Evan Funke of Los Angeles’ Bucato makes a chopped lardo mousse he calls “pesto Modanese.” His riff on this Italian tradition includes walnuts, wildflower honey and black pepper. “Because lardo is pure fat and highly seasoned, one should pair it with ingredients that have body and a bit of acid,” Funke explains.
“You should be able to taste the product; it shouldn’t taste like cinnamon or bay leaves, it should taste like pig,” says Kevin Nashan, of St. Louis’ Sidney Street Cafe. Draping slivers of lardo over brûléed scallops, the chef showcases pig purism while balancing out the sweet, buttery bivalves with a salty component.

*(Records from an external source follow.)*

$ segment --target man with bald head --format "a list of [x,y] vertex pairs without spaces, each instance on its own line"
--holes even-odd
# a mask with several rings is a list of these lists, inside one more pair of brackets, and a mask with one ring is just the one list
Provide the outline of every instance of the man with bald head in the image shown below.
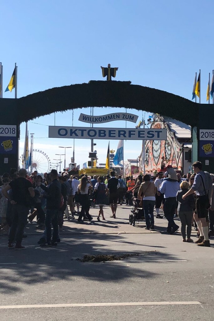
[[[2,191],[4,195],[14,205],[12,210],[12,225],[9,233],[8,247],[9,249],[14,247],[16,250],[25,248],[25,247],[21,245],[24,229],[27,221],[30,198],[35,195],[32,184],[26,179],[26,170],[21,169],[19,172],[18,178],[12,181]],[[10,199],[7,193],[11,189],[13,191],[13,200]],[[16,243],[15,247],[13,244],[14,240]]]

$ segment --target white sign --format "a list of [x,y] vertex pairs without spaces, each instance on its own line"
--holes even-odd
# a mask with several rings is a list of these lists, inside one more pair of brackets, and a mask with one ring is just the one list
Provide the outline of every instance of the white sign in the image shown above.
[[200,140],[214,140],[214,129],[200,129]]
[[115,113],[102,116],[90,116],[81,113],[79,120],[90,124],[101,124],[114,120],[127,120],[136,123],[138,118],[138,116],[137,115],[128,113]]
[[167,129],[49,126],[48,137],[84,139],[166,140]]
[[16,125],[0,125],[0,136],[16,136]]

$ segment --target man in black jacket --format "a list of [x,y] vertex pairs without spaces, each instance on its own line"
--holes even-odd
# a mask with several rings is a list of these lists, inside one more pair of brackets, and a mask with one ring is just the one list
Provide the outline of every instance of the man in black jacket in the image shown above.
[[109,202],[112,212],[112,215],[110,217],[116,218],[116,211],[117,210],[117,203],[118,198],[117,185],[118,179],[115,177],[115,172],[112,170],[110,172],[111,178],[108,181],[107,187],[109,189]]
[[[46,230],[46,242],[42,244],[43,247],[57,245],[58,236],[58,217],[59,213],[61,201],[61,184],[58,180],[58,173],[56,169],[52,169],[50,174],[51,183],[48,188],[40,185],[42,189],[47,195],[41,194],[40,197],[47,199],[46,213],[45,224]],[[54,230],[51,241],[51,223]]]

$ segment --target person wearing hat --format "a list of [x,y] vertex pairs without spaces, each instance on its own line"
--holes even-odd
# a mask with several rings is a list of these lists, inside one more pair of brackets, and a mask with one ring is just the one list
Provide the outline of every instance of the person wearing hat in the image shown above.
[[[190,189],[182,196],[185,199],[188,195],[195,192],[196,212],[194,218],[200,231],[200,235],[195,243],[198,246],[210,247],[207,225],[208,209],[212,193],[212,180],[210,174],[202,170],[202,164],[197,161],[193,164],[194,173],[196,173],[194,183]],[[196,213],[197,212],[197,213]]]
[[177,208],[177,202],[176,195],[180,189],[180,185],[177,179],[176,172],[173,168],[167,168],[168,177],[164,178],[158,189],[159,193],[164,194],[165,202],[164,205],[164,213],[168,221],[167,230],[168,233],[172,234],[178,230],[179,227],[174,221],[174,215]]
[[[64,172],[63,174],[63,177],[64,177],[66,180],[64,184],[66,187],[67,190],[68,204],[69,205],[70,208],[70,211],[71,213],[71,217],[73,219],[75,218],[74,216],[75,213],[74,213],[74,203],[73,202],[73,199],[74,198],[75,195],[75,186],[73,181],[69,179],[69,175],[67,172]],[[73,200],[74,201],[74,200]],[[67,219],[68,221],[70,221],[71,219],[71,217],[67,206],[65,213],[65,216]]]
[[155,211],[156,212],[156,218],[162,219],[163,217],[159,214],[159,210],[161,205],[163,195],[162,194],[158,193],[157,194],[158,190],[162,184],[163,182],[163,172],[159,172],[157,174],[157,177],[154,182],[156,192],[155,193]]

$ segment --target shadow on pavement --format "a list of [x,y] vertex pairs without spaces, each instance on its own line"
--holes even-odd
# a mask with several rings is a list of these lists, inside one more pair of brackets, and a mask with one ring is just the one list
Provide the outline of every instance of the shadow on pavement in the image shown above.
[[[71,282],[72,287],[72,282],[76,282],[77,278],[79,277],[95,281],[119,282],[133,277],[139,278],[141,281],[142,278],[152,278],[158,275],[142,269],[142,265],[139,265],[136,267],[135,265],[134,266],[130,268],[125,264],[82,263],[76,260],[76,258],[82,257],[85,254],[118,255],[139,253],[141,256],[138,262],[137,257],[136,258],[137,265],[142,262],[142,259],[144,257],[145,259],[149,258],[152,261],[160,258],[162,259],[176,258],[167,253],[155,251],[142,252],[140,249],[142,248],[142,245],[127,241],[122,235],[69,234],[63,236],[61,242],[57,247],[51,248],[41,248],[37,245],[39,236],[29,236],[23,242],[23,245],[27,247],[24,250],[20,251],[8,250],[6,239],[2,239],[2,244],[3,241],[5,246],[2,245],[0,247],[1,261],[7,262],[8,265],[0,266],[2,268],[0,292],[13,294],[14,292],[22,291],[25,284],[33,286],[56,279],[67,280]],[[99,242],[99,241],[102,242]],[[106,242],[113,243],[107,245]],[[119,246],[120,243],[121,245],[120,249],[126,245],[131,244],[133,246],[134,251],[126,251],[126,248],[123,252],[118,250],[116,248]],[[149,245],[146,246],[150,246]],[[17,264],[10,265],[12,263]],[[34,291],[33,288],[32,289]]]

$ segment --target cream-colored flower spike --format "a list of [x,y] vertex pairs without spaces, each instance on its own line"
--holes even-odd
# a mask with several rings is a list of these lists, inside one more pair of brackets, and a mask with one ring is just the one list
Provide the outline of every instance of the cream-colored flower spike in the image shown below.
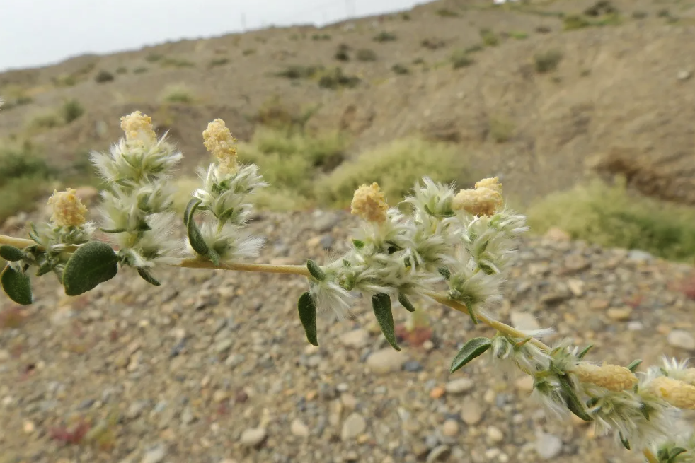
[[86,221],[87,208],[71,188],[60,192],[55,190],[48,199],[53,206],[51,221],[59,227],[76,227]]
[[630,389],[637,384],[637,377],[629,369],[618,365],[604,363],[598,366],[580,363],[573,373],[582,382],[590,382],[616,392]]
[[650,389],[671,405],[684,410],[695,410],[695,386],[660,376],[650,383]]
[[502,184],[499,177],[486,178],[471,189],[462,189],[454,197],[452,208],[473,216],[493,216],[502,207]]
[[125,139],[128,141],[151,143],[157,139],[157,135],[152,127],[152,118],[139,111],[121,117],[120,128],[125,132]]
[[378,183],[364,184],[355,192],[350,204],[352,213],[368,222],[383,223],[386,220],[389,206]]
[[208,151],[217,158],[219,167],[225,173],[234,173],[239,169],[236,161],[236,139],[222,119],[216,119],[207,124],[202,132],[204,144]]

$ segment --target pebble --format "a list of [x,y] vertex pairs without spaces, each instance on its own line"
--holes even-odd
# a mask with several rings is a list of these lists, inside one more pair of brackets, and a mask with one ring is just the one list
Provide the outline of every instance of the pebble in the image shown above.
[[543,459],[552,459],[562,452],[562,440],[552,434],[540,433],[536,439],[536,452]]
[[309,435],[309,426],[301,422],[299,418],[292,420],[289,425],[289,430],[294,435],[299,438],[306,438]]
[[449,459],[452,455],[452,448],[449,445],[439,445],[432,450],[427,455],[425,463],[435,463],[435,462],[445,462]]
[[340,341],[348,347],[360,348],[369,344],[369,333],[366,329],[359,329],[344,333]]
[[343,442],[352,440],[367,430],[367,421],[358,413],[352,413],[343,422],[340,439]]
[[407,358],[402,352],[394,351],[392,348],[377,351],[367,358],[367,366],[372,373],[377,375],[399,371]]
[[611,307],[607,312],[608,317],[616,322],[624,322],[629,320],[632,315],[632,307]]
[[140,463],[160,463],[166,456],[166,447],[163,445],[159,444],[148,450]]
[[467,377],[459,378],[458,380],[454,380],[453,381],[449,381],[444,386],[444,389],[447,390],[447,394],[464,394],[468,392],[475,385],[473,380]]
[[265,428],[251,428],[241,433],[239,441],[244,447],[258,447],[268,437]]
[[466,398],[461,404],[461,419],[466,424],[473,426],[481,422],[483,407],[472,398]]
[[442,426],[442,433],[453,438],[459,434],[459,422],[456,420],[447,420]]
[[498,444],[505,440],[505,434],[496,426],[488,426],[486,433],[490,442]]
[[695,349],[695,338],[688,332],[683,329],[674,329],[668,334],[667,338],[669,345],[686,351]]

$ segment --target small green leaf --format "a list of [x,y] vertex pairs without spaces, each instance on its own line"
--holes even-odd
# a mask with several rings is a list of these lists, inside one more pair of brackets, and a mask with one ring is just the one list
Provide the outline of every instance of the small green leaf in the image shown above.
[[301,326],[304,327],[306,333],[306,339],[311,344],[318,345],[318,339],[316,336],[316,304],[314,302],[314,298],[307,291],[299,296],[299,301],[297,305],[297,310],[299,312],[299,321]]
[[24,252],[18,247],[3,245],[0,246],[0,257],[10,262],[16,262],[24,259]]
[[589,344],[588,346],[585,347],[584,350],[580,352],[579,354],[577,356],[577,358],[578,358],[579,360],[582,360],[582,358],[584,358],[584,356],[587,355],[587,353],[589,352],[589,351],[591,350],[591,348],[592,348],[593,346],[594,346],[593,344]]
[[197,198],[193,198],[186,204],[186,209],[183,211],[183,225],[188,226],[188,222],[190,221],[191,216],[193,213],[195,212],[195,209],[198,208],[200,205],[201,201]]
[[440,267],[437,269],[437,271],[440,272],[440,275],[443,276],[444,279],[447,280],[447,281],[452,278],[452,272],[447,267]]
[[638,367],[640,365],[640,363],[642,363],[641,358],[638,358],[636,360],[632,361],[632,362],[630,363],[630,365],[628,365],[627,367],[628,370],[629,370],[632,373],[635,373],[636,371],[637,371],[637,367]]
[[415,306],[410,303],[410,300],[403,293],[398,293],[398,302],[401,305],[406,307],[406,310],[408,312],[415,312]]
[[207,255],[209,250],[207,244],[205,242],[205,240],[203,239],[202,233],[200,233],[200,229],[195,224],[195,221],[193,220],[193,217],[188,221],[188,241],[190,242],[190,247],[200,255]]
[[400,351],[401,348],[396,340],[396,325],[394,323],[394,312],[391,308],[391,296],[384,293],[374,294],[372,296],[372,308],[374,309],[384,337],[391,347]]
[[111,247],[91,241],[77,248],[65,264],[63,286],[67,295],[79,295],[118,273],[118,256]]
[[212,263],[214,264],[215,266],[219,266],[219,253],[215,251],[212,247],[207,250],[207,257]]
[[630,450],[630,441],[625,438],[622,433],[618,433],[618,438],[620,439],[620,443],[623,445],[626,450]]
[[456,354],[454,361],[452,361],[449,373],[453,373],[473,358],[483,355],[492,345],[492,340],[488,338],[473,338],[469,340],[464,344],[464,346],[459,351],[459,353]]
[[570,384],[570,380],[565,375],[558,375],[558,380],[560,380],[560,394],[565,400],[567,408],[570,409],[570,411],[585,421],[593,421],[594,418],[585,410],[584,406],[580,402],[579,397],[577,397],[577,393],[575,392],[574,388]]
[[352,245],[358,250],[364,247],[364,242],[361,240],[352,240]]
[[669,452],[668,454],[668,463],[676,463],[676,457],[681,455],[682,453],[685,453],[687,452],[687,450],[681,447],[674,447]]
[[147,269],[143,269],[142,267],[137,267],[136,270],[137,270],[137,274],[142,276],[142,279],[147,281],[147,283],[149,283],[149,284],[154,285],[155,286],[161,286],[161,283],[159,283],[159,281],[156,278],[152,276],[152,274],[150,274]]
[[318,264],[311,259],[306,261],[306,268],[309,269],[309,273],[311,274],[311,276],[319,281],[323,281],[326,279],[326,272],[323,271]]
[[31,304],[31,280],[28,276],[8,265],[2,271],[0,280],[3,290],[10,299],[22,305]]
[[55,268],[57,263],[53,262],[50,260],[45,261],[43,264],[39,266],[39,269],[36,271],[37,276],[43,276],[50,271]]

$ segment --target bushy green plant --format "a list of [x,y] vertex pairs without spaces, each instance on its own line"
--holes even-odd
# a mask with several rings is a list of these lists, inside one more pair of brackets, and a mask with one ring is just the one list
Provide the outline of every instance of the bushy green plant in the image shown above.
[[539,233],[557,226],[575,239],[607,247],[640,249],[674,260],[695,257],[695,212],[631,194],[621,182],[548,195],[529,210]]
[[73,98],[63,103],[63,106],[61,108],[61,113],[65,122],[69,124],[84,114],[84,107],[82,106],[79,101]]

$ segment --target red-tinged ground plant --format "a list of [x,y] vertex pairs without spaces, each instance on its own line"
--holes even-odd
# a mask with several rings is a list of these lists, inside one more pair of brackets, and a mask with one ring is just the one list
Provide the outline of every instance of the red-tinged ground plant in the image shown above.
[[30,239],[0,236],[0,257],[8,262],[0,279],[16,303],[32,303],[32,274],[53,274],[74,296],[126,268],[154,286],[161,284],[156,275],[163,266],[290,274],[307,279],[297,312],[311,344],[318,344],[318,314],[348,317],[362,295],[371,300],[386,341],[400,351],[394,301],[414,312],[413,298],[429,298],[497,332],[466,340],[452,373],[486,354],[493,365],[531,375],[533,396],[547,409],[594,421],[626,448],[641,450],[649,463],[694,461],[695,438],[679,417],[682,410],[695,409],[695,368],[674,360],[641,371],[640,361],[597,365],[585,360],[590,346],[580,350],[567,340],[549,346],[541,338],[551,330],[522,331],[495,318],[515,238],[527,230],[525,217],[505,207],[498,178],[456,192],[424,177],[402,210],[386,204],[377,184],[362,185],[351,204],[362,225],[345,254],[323,266],[311,259],[305,265],[249,263],[264,243],[246,225],[253,194],[266,184],[257,165],[238,162],[224,121],[215,119],[203,132],[214,160],[200,170],[200,187],[179,219],[183,242],[172,236],[177,221],[171,211],[171,180],[182,155],[166,135],[156,136],[139,112],[122,118],[121,127],[125,136],[108,153],[92,154],[109,186],[98,227],[108,242],[97,239],[97,225],[86,221],[86,208],[69,189],[51,197],[53,215],[29,227]]

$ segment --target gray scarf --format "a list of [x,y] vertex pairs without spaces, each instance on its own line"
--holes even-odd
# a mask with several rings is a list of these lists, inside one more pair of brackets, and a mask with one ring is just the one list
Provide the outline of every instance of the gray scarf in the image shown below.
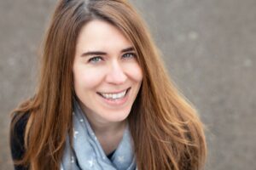
[[77,101],[73,102],[73,146],[66,139],[61,170],[134,170],[132,139],[126,127],[123,139],[111,159],[104,153]]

Inspired by his mother’s childhood lard sandwiches, Greg Baker of Tampa’s The Refinery cures lardo with black pepper, juniper and rosemary before puréeing it and splaying it on bread. “Grinding and whipping it improves the mental picture of a lard sandwich and makes for an awesome crostino with some sliced turnip and finishing salt,” he explains.
“Lardo is the perfect use for a product that you just can’t make yourself throw away,” says Will Fincher of Charleston’s The Obstinate Daughter. He cures fat for several months before spreading it over pizza or crostini.
Andrew Wiseheart has brought his love for lardo to his Austin restaurant, Gardner. “I love working with lardo because of its rich, decadent mouthfeel,” he says. At Gardner, he dices, freezes and blends lardo into a powder. When added to an okra dish with almonds and dill, Wiseheart says it amplifies the textural experience of the dish.